6. Consider your past and your future. Think about how you were raised and what kinds of messages you were taught or given concerning the concept of give and take. Being aware of your history can deepen your understanding of what may be going wrong in forming healthy boundaries in your current situation.
Are old patterns repeating themselves? If so, how can you change in order to create a better balance of reciprocity in your life with key people? Can you say no, at least some of the time, to friends or to your boss?
7. Practice putting yourself first. Rivka was helped to put herself first, not an easy thing for her to do, but essential for learning to develop healthier boundaries.
8. Be assertive. Practicing assertiveness is an essential skill for people who have poor emotional boundaries. People cannot read your mind. You have to let people know what you like or do not like.
I always tell my clients that he/she can do this with respect for the other. You do not have to scream and shout to let someone know what you want or prefer.
9. Start small. Getting in touch with your feelings and asserting what you feel and want takes practice. It takes time to learn this skill. Be patient.
10. Seek emotional support. Talk about your goals to develop healthier emotional boundaries with your closest friends and family members – that is, the people you can trust. If need be, seek professional counseling to work on these issues.
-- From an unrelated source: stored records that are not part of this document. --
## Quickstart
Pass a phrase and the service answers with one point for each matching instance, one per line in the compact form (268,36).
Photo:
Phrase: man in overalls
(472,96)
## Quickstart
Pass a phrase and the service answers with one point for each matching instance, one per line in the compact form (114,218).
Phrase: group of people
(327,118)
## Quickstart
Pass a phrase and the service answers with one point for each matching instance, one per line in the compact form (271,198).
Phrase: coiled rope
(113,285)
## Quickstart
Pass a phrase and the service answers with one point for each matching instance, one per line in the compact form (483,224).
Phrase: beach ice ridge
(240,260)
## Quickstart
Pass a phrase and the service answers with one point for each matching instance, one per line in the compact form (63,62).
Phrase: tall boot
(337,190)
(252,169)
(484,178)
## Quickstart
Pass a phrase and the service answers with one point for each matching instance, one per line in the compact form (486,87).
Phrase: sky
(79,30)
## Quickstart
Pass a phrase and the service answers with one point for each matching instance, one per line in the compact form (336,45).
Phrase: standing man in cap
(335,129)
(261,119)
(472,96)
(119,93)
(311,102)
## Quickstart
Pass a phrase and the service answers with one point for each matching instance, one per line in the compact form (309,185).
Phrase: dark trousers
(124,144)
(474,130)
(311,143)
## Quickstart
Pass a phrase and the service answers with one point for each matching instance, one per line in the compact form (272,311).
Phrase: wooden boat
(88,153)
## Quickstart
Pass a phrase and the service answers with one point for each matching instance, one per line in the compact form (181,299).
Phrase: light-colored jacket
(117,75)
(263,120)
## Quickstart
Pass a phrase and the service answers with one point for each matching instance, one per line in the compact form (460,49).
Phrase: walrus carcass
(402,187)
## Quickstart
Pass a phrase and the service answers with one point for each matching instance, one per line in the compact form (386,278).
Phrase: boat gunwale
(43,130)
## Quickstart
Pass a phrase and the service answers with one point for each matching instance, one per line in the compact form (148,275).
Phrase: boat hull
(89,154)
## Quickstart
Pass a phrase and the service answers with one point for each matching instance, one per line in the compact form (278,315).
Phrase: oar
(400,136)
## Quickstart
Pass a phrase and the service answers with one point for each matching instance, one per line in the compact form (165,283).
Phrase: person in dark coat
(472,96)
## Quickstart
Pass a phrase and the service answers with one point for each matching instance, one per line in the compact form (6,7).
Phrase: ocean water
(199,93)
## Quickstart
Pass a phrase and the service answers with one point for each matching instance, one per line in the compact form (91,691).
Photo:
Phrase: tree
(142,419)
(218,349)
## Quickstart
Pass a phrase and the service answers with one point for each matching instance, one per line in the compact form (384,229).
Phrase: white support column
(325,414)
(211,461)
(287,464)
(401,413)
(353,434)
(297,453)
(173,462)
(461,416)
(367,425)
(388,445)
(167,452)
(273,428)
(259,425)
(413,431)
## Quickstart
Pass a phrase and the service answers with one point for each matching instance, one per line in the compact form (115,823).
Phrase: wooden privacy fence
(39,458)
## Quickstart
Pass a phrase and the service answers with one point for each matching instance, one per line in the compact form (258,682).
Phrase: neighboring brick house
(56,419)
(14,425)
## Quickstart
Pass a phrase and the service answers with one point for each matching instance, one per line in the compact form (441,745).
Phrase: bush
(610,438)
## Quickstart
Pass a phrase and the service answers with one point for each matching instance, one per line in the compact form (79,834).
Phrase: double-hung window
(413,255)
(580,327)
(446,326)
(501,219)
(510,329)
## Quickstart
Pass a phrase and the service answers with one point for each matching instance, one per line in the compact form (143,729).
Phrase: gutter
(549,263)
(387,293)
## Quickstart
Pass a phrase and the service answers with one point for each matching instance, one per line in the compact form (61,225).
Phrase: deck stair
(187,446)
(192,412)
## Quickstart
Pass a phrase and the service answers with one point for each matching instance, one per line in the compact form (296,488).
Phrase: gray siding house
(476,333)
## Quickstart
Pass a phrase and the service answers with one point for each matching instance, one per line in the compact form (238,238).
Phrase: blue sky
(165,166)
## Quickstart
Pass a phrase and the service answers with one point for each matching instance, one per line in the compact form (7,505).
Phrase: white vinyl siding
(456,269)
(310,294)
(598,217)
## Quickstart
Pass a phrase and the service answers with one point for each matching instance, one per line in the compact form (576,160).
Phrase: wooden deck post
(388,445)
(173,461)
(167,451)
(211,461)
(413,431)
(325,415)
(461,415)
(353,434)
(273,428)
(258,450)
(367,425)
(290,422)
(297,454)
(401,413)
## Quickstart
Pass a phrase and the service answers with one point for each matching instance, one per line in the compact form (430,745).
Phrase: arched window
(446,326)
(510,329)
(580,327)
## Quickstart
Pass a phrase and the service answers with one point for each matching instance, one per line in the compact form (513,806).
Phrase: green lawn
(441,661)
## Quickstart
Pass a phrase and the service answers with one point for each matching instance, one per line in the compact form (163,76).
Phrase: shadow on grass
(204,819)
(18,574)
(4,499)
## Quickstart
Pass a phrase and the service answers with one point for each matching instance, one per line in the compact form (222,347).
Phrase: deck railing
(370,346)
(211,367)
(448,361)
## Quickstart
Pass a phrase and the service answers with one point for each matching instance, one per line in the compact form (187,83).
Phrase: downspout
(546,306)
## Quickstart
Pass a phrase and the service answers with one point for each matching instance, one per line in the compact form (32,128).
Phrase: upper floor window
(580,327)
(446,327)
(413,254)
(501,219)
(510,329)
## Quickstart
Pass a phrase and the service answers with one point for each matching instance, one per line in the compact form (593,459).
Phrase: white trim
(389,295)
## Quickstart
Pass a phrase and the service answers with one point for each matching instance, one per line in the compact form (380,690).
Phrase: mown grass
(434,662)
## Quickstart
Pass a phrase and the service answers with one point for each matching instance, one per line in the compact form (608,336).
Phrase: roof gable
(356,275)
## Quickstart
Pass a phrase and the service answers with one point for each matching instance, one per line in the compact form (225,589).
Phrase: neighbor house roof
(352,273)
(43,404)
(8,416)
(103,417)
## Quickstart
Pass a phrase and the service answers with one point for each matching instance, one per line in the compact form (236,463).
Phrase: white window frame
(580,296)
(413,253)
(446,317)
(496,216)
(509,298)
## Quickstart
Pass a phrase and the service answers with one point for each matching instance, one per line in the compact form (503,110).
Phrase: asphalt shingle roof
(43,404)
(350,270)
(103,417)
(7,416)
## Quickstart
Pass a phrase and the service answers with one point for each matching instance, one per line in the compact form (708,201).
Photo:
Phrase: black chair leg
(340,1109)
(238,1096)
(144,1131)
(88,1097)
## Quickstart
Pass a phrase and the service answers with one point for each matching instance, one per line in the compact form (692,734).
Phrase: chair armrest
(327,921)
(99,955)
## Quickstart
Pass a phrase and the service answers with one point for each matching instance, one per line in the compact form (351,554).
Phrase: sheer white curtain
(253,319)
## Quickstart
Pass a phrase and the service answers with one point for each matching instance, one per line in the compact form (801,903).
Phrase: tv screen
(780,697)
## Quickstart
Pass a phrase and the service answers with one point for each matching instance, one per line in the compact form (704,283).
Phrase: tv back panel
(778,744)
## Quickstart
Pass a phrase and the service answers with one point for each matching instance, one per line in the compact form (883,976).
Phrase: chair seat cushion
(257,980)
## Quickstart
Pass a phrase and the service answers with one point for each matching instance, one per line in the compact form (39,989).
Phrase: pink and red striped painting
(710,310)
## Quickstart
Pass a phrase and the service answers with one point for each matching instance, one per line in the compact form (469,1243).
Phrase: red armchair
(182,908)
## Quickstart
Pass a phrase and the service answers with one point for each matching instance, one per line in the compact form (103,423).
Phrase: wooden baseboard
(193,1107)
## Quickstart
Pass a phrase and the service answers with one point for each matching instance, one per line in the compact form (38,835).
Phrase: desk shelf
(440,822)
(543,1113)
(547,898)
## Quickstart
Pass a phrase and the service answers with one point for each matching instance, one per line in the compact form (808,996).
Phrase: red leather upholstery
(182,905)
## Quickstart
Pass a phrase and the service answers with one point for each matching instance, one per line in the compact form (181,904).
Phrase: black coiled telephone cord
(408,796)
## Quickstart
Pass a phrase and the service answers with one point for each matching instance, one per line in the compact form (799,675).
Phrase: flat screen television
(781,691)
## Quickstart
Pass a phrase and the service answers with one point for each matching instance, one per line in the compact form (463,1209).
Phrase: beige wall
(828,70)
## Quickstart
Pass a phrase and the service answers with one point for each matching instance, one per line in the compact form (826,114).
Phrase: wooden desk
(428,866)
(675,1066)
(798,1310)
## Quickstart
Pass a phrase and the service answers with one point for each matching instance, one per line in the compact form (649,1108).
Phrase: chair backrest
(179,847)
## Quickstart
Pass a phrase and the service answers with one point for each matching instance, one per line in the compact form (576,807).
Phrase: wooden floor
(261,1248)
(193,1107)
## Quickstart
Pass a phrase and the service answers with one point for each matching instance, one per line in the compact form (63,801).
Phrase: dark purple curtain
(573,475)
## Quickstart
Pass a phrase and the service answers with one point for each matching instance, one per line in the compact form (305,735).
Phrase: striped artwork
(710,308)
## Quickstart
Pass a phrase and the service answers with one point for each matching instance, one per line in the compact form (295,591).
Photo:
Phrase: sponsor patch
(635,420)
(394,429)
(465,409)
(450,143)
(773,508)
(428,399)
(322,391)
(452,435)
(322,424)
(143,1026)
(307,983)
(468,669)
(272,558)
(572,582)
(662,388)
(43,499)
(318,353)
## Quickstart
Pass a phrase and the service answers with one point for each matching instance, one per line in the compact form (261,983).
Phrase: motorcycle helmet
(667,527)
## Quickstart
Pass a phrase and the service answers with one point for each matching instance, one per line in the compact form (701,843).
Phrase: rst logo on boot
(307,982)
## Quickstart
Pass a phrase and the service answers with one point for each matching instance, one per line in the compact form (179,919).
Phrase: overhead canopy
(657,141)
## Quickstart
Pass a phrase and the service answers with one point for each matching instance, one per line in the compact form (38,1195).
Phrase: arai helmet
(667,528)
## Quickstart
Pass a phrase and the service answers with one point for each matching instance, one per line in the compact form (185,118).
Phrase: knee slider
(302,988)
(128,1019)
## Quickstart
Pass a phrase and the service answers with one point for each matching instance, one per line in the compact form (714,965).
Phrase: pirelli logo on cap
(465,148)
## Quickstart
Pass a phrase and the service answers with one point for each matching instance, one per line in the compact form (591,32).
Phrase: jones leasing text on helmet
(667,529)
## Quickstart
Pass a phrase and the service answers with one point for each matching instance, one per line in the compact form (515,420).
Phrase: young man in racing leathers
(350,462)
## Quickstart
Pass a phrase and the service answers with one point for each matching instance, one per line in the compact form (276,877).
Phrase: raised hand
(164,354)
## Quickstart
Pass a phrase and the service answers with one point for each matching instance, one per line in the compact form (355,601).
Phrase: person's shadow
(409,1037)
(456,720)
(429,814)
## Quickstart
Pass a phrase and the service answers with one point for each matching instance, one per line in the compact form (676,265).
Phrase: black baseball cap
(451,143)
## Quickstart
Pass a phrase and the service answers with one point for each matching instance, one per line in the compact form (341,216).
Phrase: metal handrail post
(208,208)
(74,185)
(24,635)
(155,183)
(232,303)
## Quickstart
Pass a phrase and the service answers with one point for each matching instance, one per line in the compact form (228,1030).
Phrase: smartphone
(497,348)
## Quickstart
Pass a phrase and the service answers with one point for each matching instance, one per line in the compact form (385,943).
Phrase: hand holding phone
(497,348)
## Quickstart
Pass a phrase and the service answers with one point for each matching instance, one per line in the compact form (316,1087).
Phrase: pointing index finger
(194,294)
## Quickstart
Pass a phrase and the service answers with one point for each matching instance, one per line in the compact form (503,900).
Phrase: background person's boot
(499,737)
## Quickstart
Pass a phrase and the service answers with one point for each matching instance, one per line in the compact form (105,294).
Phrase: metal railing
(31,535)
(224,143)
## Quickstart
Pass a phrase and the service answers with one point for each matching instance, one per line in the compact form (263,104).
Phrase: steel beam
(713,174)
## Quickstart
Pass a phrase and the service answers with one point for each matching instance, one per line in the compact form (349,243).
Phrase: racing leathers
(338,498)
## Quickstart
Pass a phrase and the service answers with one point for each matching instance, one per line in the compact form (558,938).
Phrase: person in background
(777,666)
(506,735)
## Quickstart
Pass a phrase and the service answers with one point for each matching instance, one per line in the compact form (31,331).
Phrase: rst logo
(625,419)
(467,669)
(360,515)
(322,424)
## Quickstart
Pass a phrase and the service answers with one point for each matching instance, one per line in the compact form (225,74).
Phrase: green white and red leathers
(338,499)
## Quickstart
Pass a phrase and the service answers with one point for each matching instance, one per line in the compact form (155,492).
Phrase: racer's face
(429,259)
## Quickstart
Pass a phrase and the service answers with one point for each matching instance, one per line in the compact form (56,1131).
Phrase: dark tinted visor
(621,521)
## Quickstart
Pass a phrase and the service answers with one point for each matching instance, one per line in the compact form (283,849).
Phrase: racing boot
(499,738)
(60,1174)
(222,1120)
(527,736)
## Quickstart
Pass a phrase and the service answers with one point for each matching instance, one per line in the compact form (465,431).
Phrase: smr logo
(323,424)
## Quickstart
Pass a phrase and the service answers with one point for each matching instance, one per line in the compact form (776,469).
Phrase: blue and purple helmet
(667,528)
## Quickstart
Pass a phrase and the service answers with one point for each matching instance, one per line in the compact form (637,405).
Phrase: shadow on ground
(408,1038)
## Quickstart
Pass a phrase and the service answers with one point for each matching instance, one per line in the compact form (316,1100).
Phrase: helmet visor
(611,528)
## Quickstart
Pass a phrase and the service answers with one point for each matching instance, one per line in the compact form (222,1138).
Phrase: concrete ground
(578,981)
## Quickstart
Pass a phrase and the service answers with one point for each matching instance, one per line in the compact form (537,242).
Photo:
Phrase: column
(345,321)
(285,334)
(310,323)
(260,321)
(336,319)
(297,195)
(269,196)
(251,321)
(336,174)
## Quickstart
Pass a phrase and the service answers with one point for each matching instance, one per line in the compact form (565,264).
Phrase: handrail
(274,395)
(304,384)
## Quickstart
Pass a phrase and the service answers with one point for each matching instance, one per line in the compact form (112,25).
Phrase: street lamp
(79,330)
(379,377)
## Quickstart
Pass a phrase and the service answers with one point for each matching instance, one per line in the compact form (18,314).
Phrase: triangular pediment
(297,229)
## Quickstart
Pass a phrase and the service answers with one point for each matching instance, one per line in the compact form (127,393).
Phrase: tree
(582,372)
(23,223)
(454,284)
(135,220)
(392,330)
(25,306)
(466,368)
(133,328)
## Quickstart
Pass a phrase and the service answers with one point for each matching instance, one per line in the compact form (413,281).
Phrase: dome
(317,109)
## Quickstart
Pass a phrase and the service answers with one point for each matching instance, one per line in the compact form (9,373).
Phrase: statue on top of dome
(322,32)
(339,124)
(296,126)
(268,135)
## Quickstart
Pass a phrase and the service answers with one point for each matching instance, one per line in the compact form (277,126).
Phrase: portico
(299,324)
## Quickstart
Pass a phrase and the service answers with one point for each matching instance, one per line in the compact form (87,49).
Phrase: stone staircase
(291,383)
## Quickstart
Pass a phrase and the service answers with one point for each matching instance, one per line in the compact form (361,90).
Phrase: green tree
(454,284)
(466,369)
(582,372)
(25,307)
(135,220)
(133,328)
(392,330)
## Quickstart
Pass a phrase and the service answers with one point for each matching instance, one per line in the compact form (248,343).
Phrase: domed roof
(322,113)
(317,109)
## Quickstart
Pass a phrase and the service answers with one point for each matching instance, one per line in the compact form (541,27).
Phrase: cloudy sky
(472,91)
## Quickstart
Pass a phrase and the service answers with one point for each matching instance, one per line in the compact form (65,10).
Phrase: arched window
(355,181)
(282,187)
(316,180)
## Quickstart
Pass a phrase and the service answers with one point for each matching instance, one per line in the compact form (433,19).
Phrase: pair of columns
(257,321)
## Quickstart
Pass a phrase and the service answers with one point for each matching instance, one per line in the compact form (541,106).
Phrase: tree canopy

Remember, it takes courage to develop healthy emotional boundaries. They are not learned overnight, but they are essential for positive mental health.
Some 2,000 years ago, people were struggling with the same issue. Hillel had some great advice for people in his time as well as for people today. “If I am not for myself, who will be for me? But if I am only for myself, who am I? If not now, when?” (Ethics of the Fathers, 1:14).